Linear regression performace is characterized by R squared
and the model's coefficients represent correlations between input features and the ouput. The below results show that SAT scores alone predict earnings pretty well, especially its SAT Math.
Coefficients:
[[ 22900.75770752 -39526.81071915 52229.04112271]]
R squared: 0.4323
Features: ['SAT_AVG_ALL', 'SATVRMID', 'SATMTMID']
Number of examples: 8015
'SAT_AVG_ALL', # Average SAT equivalent score of students admitted for all campuses
'SATVRMID', # Midpoint of SAT scores at the institution (critical reading)
'SATMTMID' # Midpoint of SAT scores at the institution (math)

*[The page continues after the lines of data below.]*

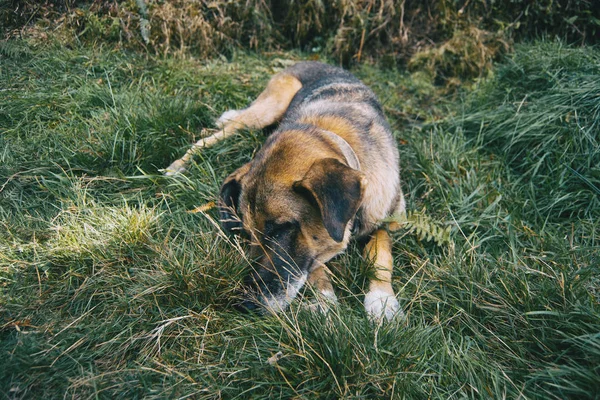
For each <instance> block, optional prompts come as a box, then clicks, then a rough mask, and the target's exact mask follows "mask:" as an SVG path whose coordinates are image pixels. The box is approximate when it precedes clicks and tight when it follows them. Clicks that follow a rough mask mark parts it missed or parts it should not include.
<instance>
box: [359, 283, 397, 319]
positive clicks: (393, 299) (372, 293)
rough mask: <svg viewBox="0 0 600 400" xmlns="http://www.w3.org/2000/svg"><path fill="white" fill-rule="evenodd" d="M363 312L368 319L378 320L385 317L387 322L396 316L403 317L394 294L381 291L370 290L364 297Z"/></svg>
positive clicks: (396, 299) (383, 291)
mask: <svg viewBox="0 0 600 400" xmlns="http://www.w3.org/2000/svg"><path fill="white" fill-rule="evenodd" d="M365 310H366V311H367V314H368V315H369V317H370V318H372V319H374V320H380V319H381V318H383V317H385V319H387V320H388V321H391V320H392V318H394V317H396V316H400V317H402V316H404V312H403V311H402V309H401V308H400V305H399V303H398V300H397V299H396V296H394V294H393V293H392V294H390V293H388V292H385V291H383V290H377V289H376V290H371V291H369V292H368V293H367V294H366V295H365Z"/></svg>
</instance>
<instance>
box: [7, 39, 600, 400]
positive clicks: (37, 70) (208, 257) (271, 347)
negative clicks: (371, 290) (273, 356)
mask: <svg viewBox="0 0 600 400" xmlns="http://www.w3.org/2000/svg"><path fill="white" fill-rule="evenodd" d="M300 57H301V56H299V55H298V54H292V53H283V54H274V55H271V56H265V57H262V58H260V57H256V56H253V55H244V54H238V55H236V56H234V57H233V59H232V60H231V61H230V62H225V61H207V62H201V61H198V60H193V59H170V58H165V59H158V58H154V57H148V56H146V55H143V54H133V53H123V52H122V51H117V50H114V49H112V48H110V47H103V46H99V45H98V46H95V47H89V46H84V47H71V48H68V47H64V46H61V45H58V44H48V45H39V44H35V43H30V42H25V41H14V42H8V43H3V44H1V45H0V93H1V95H0V232H2V233H1V234H0V359H1V360H2V361H0V393H2V394H3V397H6V398H41V397H44V398H63V397H75V398H94V397H98V398H115V397H122V398H136V397H147V398H184V397H192V398H324V399H329V398H339V397H343V398H368V399H371V398H390V397H391V398H409V399H412V398H414V399H421V398H440V399H447V398H477V399H479V398H519V397H520V398H531V399H536V398H539V399H546V398H598V396H599V393H600V367H599V365H600V312H599V309H598V307H599V305H598V301H599V299H600V289H599V285H600V274H599V270H598V265H599V264H600V250H599V249H600V246H599V245H598V239H599V236H600V226H599V225H600V222H599V217H600V215H599V214H600V207H599V206H598V199H599V196H600V195H599V194H598V188H599V187H600V184H599V183H598V180H599V179H600V175H599V170H598V165H599V162H598V146H597V143H598V140H599V136H598V135H599V134H598V131H599V130H598V122H599V120H598V112H599V110H600V105H599V104H600V97H599V96H598V92H599V91H600V82H599V80H598V76H600V75H599V74H598V68H599V67H598V65H600V63H599V60H600V52H598V50H595V49H593V48H584V49H570V48H566V47H564V46H562V45H560V44H557V43H537V44H533V45H526V46H525V45H524V46H521V47H519V48H518V49H517V52H516V54H515V55H514V57H513V58H512V59H510V60H507V61H506V62H505V63H504V64H503V65H502V66H499V67H498V68H497V69H496V70H495V75H494V77H492V78H490V79H489V80H488V81H487V82H485V83H483V84H482V85H481V86H480V87H478V88H476V89H475V90H474V91H473V92H472V93H470V94H464V95H463V96H464V98H461V97H460V96H458V95H456V96H455V97H454V98H444V97H442V96H441V94H440V93H441V91H440V90H439V89H438V88H436V87H434V86H432V85H431V83H430V82H428V81H427V79H426V78H425V77H423V76H422V75H420V74H418V73H417V74H414V75H412V76H410V75H408V74H405V73H403V72H394V71H383V70H380V69H378V68H376V67H366V66H365V67H362V68H359V69H357V70H355V71H354V72H355V73H356V74H357V75H359V76H360V77H361V78H363V79H364V80H365V81H366V82H367V83H369V84H370V85H372V86H373V87H374V89H375V90H376V91H377V92H378V94H379V96H380V98H381V99H382V100H383V103H384V107H385V109H386V111H387V113H388V115H389V116H390V119H391V122H392V125H393V126H394V127H395V129H396V132H395V134H396V135H397V138H398V143H399V149H400V152H401V156H402V161H401V164H402V165H401V166H402V169H403V177H404V183H405V191H406V192H407V195H408V202H409V207H410V208H411V209H414V210H422V209H425V210H426V213H427V215H428V216H429V217H431V218H432V219H433V220H435V221H438V222H442V223H448V224H451V226H452V227H453V231H452V232H453V233H452V241H451V243H450V244H449V245H444V246H441V247H439V246H436V245H435V244H433V243H430V242H422V241H420V240H419V239H418V237H417V236H415V235H405V234H402V233H399V234H398V235H397V236H396V237H395V242H394V255H395V262H396V265H397V269H396V272H395V274H394V285H395V287H396V289H397V291H398V296H399V298H400V300H401V303H402V305H403V307H404V309H405V310H406V311H407V320H406V321H402V322H394V323H389V324H383V325H381V326H374V325H372V324H371V323H370V322H369V320H368V319H367V317H366V315H365V314H364V311H363V310H362V306H361V300H362V296H361V291H362V289H364V287H365V283H366V280H367V277H368V276H369V272H370V271H369V268H368V266H366V265H365V264H364V261H363V260H362V258H361V255H360V249H359V248H358V247H357V246H354V245H353V246H351V248H350V249H349V251H348V252H347V253H346V254H344V255H342V256H340V257H338V258H337V259H335V260H334V261H332V262H331V267H332V269H334V270H336V271H337V272H338V275H337V278H336V286H337V288H338V291H337V294H338V296H339V297H340V301H341V305H340V307H339V308H336V309H335V310H334V311H333V312H332V313H331V314H330V315H329V316H328V317H324V316H322V315H317V314H313V313H311V312H309V311H307V310H306V309H303V308H302V307H301V303H300V302H295V303H294V304H293V305H292V307H291V309H290V310H289V311H287V312H286V313H284V314H281V315H279V316H272V317H247V316H244V315H240V314H238V313H237V312H236V311H234V310H233V308H232V304H233V303H234V302H235V300H236V299H235V295H234V293H235V292H236V290H237V289H238V288H239V287H240V285H241V282H242V279H243V277H244V274H245V271H247V268H248V267H247V261H246V260H245V258H244V256H243V251H242V250H243V245H241V244H240V243H237V242H236V241H235V240H234V241H230V240H229V239H227V238H226V237H225V236H224V235H222V234H221V233H220V231H219V229H218V227H217V225H216V222H215V218H216V216H215V214H214V213H213V212H212V211H209V212H208V213H207V214H203V213H190V212H189V210H192V209H194V208H195V207H197V206H201V205H203V204H206V203H207V202H209V201H214V200H215V198H216V196H217V192H218V188H219V185H220V183H221V182H222V180H223V179H224V177H225V176H227V175H228V174H229V173H230V172H231V171H233V170H234V169H235V168H236V167H238V166H240V165H241V164H242V163H243V162H245V161H247V160H249V159H250V158H251V157H252V154H253V152H254V151H255V150H256V149H257V148H259V146H260V143H261V142H262V135H261V133H260V132H244V133H243V134H241V135H238V136H236V138H234V139H231V140H228V141H226V142H223V143H220V144H219V145H217V146H215V147H214V148H211V149H208V150H206V151H204V152H203V153H202V154H200V155H198V157H196V159H195V162H194V164H193V166H192V168H191V170H190V172H189V173H188V174H187V175H186V176H181V177H177V178H168V179H167V178H164V177H161V176H160V175H159V174H158V172H157V171H158V169H159V168H163V167H165V166H166V165H168V164H169V163H170V162H171V161H172V160H173V159H175V158H176V157H178V156H180V155H181V154H183V152H184V151H185V149H187V148H188V146H189V144H190V143H191V142H192V141H193V140H194V139H196V138H197V137H198V135H199V133H200V132H201V130H202V129H203V128H205V127H211V126H212V125H211V124H212V121H213V120H214V118H215V117H217V116H218V115H219V114H220V113H221V112H222V111H224V110H226V109H228V108H233V107H242V106H245V105H246V104H247V103H248V102H249V101H250V100H251V99H252V98H253V97H254V96H256V95H257V94H258V93H259V92H260V90H261V89H262V87H263V86H264V84H265V83H266V81H267V80H268V78H269V76H270V75H271V74H272V73H273V72H275V71H277V70H279V69H280V68H282V67H283V64H284V63H282V61H281V60H282V59H299V58H300ZM524 98H527V100H525V101H523V99H524ZM567 117H568V120H567ZM573 171H575V172H573ZM307 295H309V294H308V293H307ZM278 352H282V357H281V359H280V360H279V361H278V362H277V363H274V364H273V363H269V362H268V360H269V358H270V357H272V356H274V355H275V354H277V353H278Z"/></svg>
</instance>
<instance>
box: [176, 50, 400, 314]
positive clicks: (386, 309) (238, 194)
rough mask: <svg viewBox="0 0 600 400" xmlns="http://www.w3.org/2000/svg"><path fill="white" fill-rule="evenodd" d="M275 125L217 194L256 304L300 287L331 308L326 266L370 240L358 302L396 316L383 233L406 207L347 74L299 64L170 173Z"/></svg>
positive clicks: (375, 132)
mask: <svg viewBox="0 0 600 400" xmlns="http://www.w3.org/2000/svg"><path fill="white" fill-rule="evenodd" d="M278 121H280V124H279V127H278V128H277V130H276V131H275V132H274V133H272V134H271V135H270V136H269V138H268V139H267V140H266V142H265V144H264V146H263V147H262V149H261V150H260V151H259V152H258V153H257V154H256V157H255V158H254V159H253V160H252V161H250V162H249V163H247V164H245V165H243V166H242V167H240V168H239V169H238V170H237V171H235V172H234V173H232V174H231V175H230V176H229V177H228V178H227V179H226V180H225V182H224V184H223V187H222V188H221V195H220V207H219V208H220V218H221V223H222V225H223V227H224V229H225V230H227V231H229V232H236V231H237V232H240V233H242V232H245V233H246V234H247V235H248V237H249V239H250V242H251V244H252V246H251V248H252V250H251V253H252V254H251V255H252V256H253V259H256V260H257V261H256V263H257V268H256V270H255V272H254V273H253V274H252V278H253V279H252V284H251V287H252V289H251V292H252V293H253V295H254V297H253V298H254V304H256V303H258V304H260V305H262V306H264V307H266V308H268V309H272V310H275V311H277V310H282V309H284V308H285V307H286V306H287V305H288V304H289V302H290V301H291V300H292V299H293V298H294V297H295V296H296V295H297V293H298V291H299V290H300V288H301V287H302V286H303V285H304V283H305V282H306V281H308V282H310V283H312V284H313V285H315V286H316V288H317V290H318V292H319V293H321V294H322V296H323V298H324V299H328V300H330V301H332V302H335V301H336V298H335V294H334V291H333V287H332V285H331V282H330V280H329V276H328V274H329V271H328V270H327V269H326V267H325V263H326V262H327V261H329V260H330V259H331V258H333V257H334V256H336V255H338V254H340V253H341V252H343V251H344V250H345V249H346V247H347V245H348V242H349V240H350V237H351V236H354V237H356V238H359V239H360V238H368V243H367V245H366V247H365V256H366V258H367V259H368V260H369V262H372V263H373V265H374V267H375V274H374V278H373V280H371V282H370V284H369V290H368V292H367V293H366V295H365V299H364V304H365V308H366V310H367V313H368V314H369V315H370V316H372V317H374V318H381V317H386V318H387V319H391V318H392V317H393V316H394V315H396V314H399V313H402V311H401V310H400V309H399V306H398V301H397V300H396V297H395V295H394V291H393V289H392V285H391V278H392V268H393V260H392V254H391V247H392V242H391V238H390V236H389V234H388V232H387V231H386V230H385V229H384V228H382V227H381V224H382V223H381V221H382V220H383V219H385V218H387V217H389V216H391V215H392V214H395V213H403V212H404V209H405V203H404V197H403V194H402V189H401V188H400V173H399V172H400V171H399V167H398V150H397V148H396V143H395V142H394V139H393V138H392V135H391V131H390V127H389V125H388V123H387V121H386V120H385V116H384V114H383V111H382V108H381V106H380V104H379V102H378V101H377V98H376V96H375V94H374V93H373V92H372V91H371V90H370V89H369V88H367V87H366V86H365V85H364V84H363V83H362V82H360V81H359V80H358V79H357V78H355V77H354V76H353V75H351V74H350V73H349V72H347V71H345V70H343V69H340V68H336V67H333V66H330V65H327V64H322V63H317V62H302V63H299V64H296V65H294V66H292V67H290V68H288V69H286V70H285V71H283V72H280V73H278V74H277V75H275V76H273V78H271V80H270V81H269V83H268V85H267V88H266V89H265V90H264V91H263V92H262V93H261V94H260V96H259V97H258V98H257V99H256V100H255V101H254V102H253V103H252V104H251V105H250V106H249V107H248V108H246V109H243V110H232V111H227V112H226V113H224V114H223V115H222V116H221V118H220V119H219V121H218V123H219V125H220V127H221V130H220V131H218V132H217V133H216V134H214V135H212V136H209V137H207V138H204V139H202V140H200V141H199V142H198V143H196V144H195V145H194V147H193V148H192V149H190V150H189V151H188V152H187V153H186V155H185V156H184V157H182V158H181V159H179V160H177V161H175V162H174V163H173V164H171V166H169V168H167V170H166V173H167V174H174V173H177V172H181V171H183V170H184V169H185V165H186V163H187V162H188V161H189V159H190V158H191V156H192V155H193V153H194V152H195V151H197V150H198V149H199V148H203V147H206V146H210V145H212V144H214V143H216V142H217V141H219V140H222V139H225V138H227V137H229V136H231V135H233V134H234V133H235V131H236V130H238V129H240V128H263V127H266V126H269V125H272V124H274V123H275V122H278ZM248 305H252V303H250V302H248Z"/></svg>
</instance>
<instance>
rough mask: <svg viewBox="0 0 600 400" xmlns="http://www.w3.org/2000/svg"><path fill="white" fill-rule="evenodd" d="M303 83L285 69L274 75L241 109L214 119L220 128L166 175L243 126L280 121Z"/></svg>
mask: <svg viewBox="0 0 600 400" xmlns="http://www.w3.org/2000/svg"><path fill="white" fill-rule="evenodd" d="M301 87H302V84H301V83H300V81H299V80H298V78H296V77H295V76H292V75H290V74H288V73H286V72H285V71H283V72H280V73H278V74H277V75H275V76H273V77H272V78H271V80H270V81H269V83H268V84H267V87H266V89H265V90H264V91H263V92H262V93H261V94H260V95H259V96H258V97H257V98H256V100H254V101H253V102H252V104H250V106H249V107H247V108H245V109H243V110H229V111H226V112H225V113H223V115H221V117H220V118H219V119H218V120H217V126H218V128H219V131H218V132H216V133H215V134H213V135H210V136H207V137H205V138H202V139H200V140H199V141H198V142H196V143H194V144H193V145H192V148H190V149H189V150H188V151H187V152H186V153H185V154H184V156H183V157H181V158H180V159H178V160H175V161H174V162H173V163H172V164H171V165H169V166H168V167H167V168H166V169H165V170H164V173H165V175H175V174H177V173H180V172H183V171H185V169H186V167H187V164H188V163H189V162H190V160H191V158H192V156H193V155H194V153H195V152H196V151H198V150H200V149H203V148H205V147H210V146H212V145H214V144H215V143H217V142H220V141H221V140H224V139H227V138H228V137H230V136H233V135H234V134H235V132H237V131H238V130H239V129H242V128H251V129H261V128H264V127H266V126H269V125H272V124H274V123H275V122H277V121H279V120H280V119H281V117H282V116H283V114H284V113H285V111H286V110H287V108H288V106H289V105H290V103H291V101H292V99H293V98H294V96H295V95H296V93H297V92H298V90H300V88H301Z"/></svg>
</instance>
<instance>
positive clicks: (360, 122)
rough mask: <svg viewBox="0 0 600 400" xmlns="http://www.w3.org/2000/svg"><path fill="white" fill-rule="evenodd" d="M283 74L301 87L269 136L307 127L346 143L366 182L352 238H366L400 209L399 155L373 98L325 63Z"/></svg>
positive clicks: (357, 82)
mask: <svg viewBox="0 0 600 400" xmlns="http://www.w3.org/2000/svg"><path fill="white" fill-rule="evenodd" d="M285 73H286V74H289V75H292V76H294V77H295V78H297V79H298V80H299V81H300V82H301V83H302V88H301V89H300V90H299V91H298V92H297V93H296V95H295V96H294V98H293V99H292V101H291V103H290V105H289V106H288V108H287V111H286V112H285V114H284V116H283V118H282V121H281V123H280V126H279V129H278V130H277V131H276V132H275V133H274V134H275V135H276V134H277V132H285V131H287V130H289V129H290V128H293V127H297V126H298V124H309V125H313V126H317V127H320V128H323V129H325V130H329V131H332V132H334V133H335V134H336V135H338V136H340V137H342V138H343V139H344V140H345V141H347V142H348V143H349V144H350V146H351V147H352V148H353V150H354V151H355V153H356V155H357V157H358V159H359V160H360V164H361V166H362V167H361V169H362V172H363V173H365V175H366V177H367V179H368V181H369V185H368V187H367V190H366V192H365V201H364V204H363V207H362V208H361V210H360V212H359V214H360V215H359V216H358V218H357V222H356V225H355V233H356V234H357V235H358V236H362V235H366V234H369V233H371V232H372V230H373V229H375V228H376V226H377V225H378V223H379V221H381V220H382V219H384V218H386V217H388V216H389V215H391V214H394V213H395V212H397V211H401V209H402V208H403V207H404V204H403V202H401V199H402V191H401V189H400V171H399V159H398V158H399V156H398V150H397V147H396V143H395V141H394V139H393V136H392V132H391V129H390V126H389V124H388V122H387V120H386V118H385V115H384V113H383V110H382V107H381V105H380V103H379V101H378V100H377V96H376V95H375V93H373V91H372V90H371V89H369V88H368V87H367V86H366V85H365V84H364V83H362V82H361V81H360V80H359V79H358V78H356V77H355V76H354V75H352V74H351V73H349V72H348V71H346V70H344V69H341V68H338V67H334V66H331V65H328V64H323V63H319V62H301V63H298V64H296V65H294V66H292V67H290V68H288V69H287V70H286V71H285ZM400 203H402V204H400Z"/></svg>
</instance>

Top ten colleges in our ranking are:
Charles R Drew University of Medicine and Science
Albany College of Pharmacy and Health Sciences
Maine Maritime Academy
MCPHS University
MOUNT SAINT MARYS COLLEGE
Benedictine University
Albertus Magnus College
Harvard University
Stanford University
Massachusetts Institute of Technology
Another thing we can do is to answer the following question: what college features contribute to student earnings the most after factoring out SAT? In other words, we can can build another model predicting the normalized earnings based on college features, we call this "college model".
R squared
and coefficients for this model are:
Coefficients:
[[ 0.01029673 0.62380574 0.0756638 -0.30289539 -0.07458631 0.18591655
-0.08744855 0.03828624 0.04916231]]
R squared: 0.1447
Features: ['ADM_RATE_ALL', 'AVGFACSAL', 'TUITIONFEE_IN', 'TUITIONFEE_OUT', 'PFTFAC', 'GRADS', 'CONTROL_0', 'CONTROL_1', 'CONTROL_2']
Number of examples: 6536
'ADM_RATE_ALL', # admission rate
'AVGFACSAL', # faculty salary
'TUITIONFEE_IN', # In-state tuition and fees
'TUITIONFEE_OUT', # Out-of-state tuition and fees
'PFTFAC', # Proportion of faculty that is full-time
'GRADS', # Number of graduate students
'CONTROL', # Control of institution (public, private nonprofit, public for profit)
Download and unzip dataset:
wget https://ed-public-download.app.cloud.gov/downloads/CollegeScorecard_Raw_Data.zip; unzip CollegeScorecard_Raw_Data
Trian a student model:
python models.py --task
Generate ranking (creates scores.csv
):
python models.py --task scores
Train a college model:
python models.py --task college
P.S.: By default the code uses linear regression from sklearn
, but one can specify --model_type keras
to use keras
models, which are more flexible and can be easily generalized to different types of neural networks.
P.S.S.: Student sklearn
and keras
models are equivalent, but college keras
model performs worse (TODO: resolve).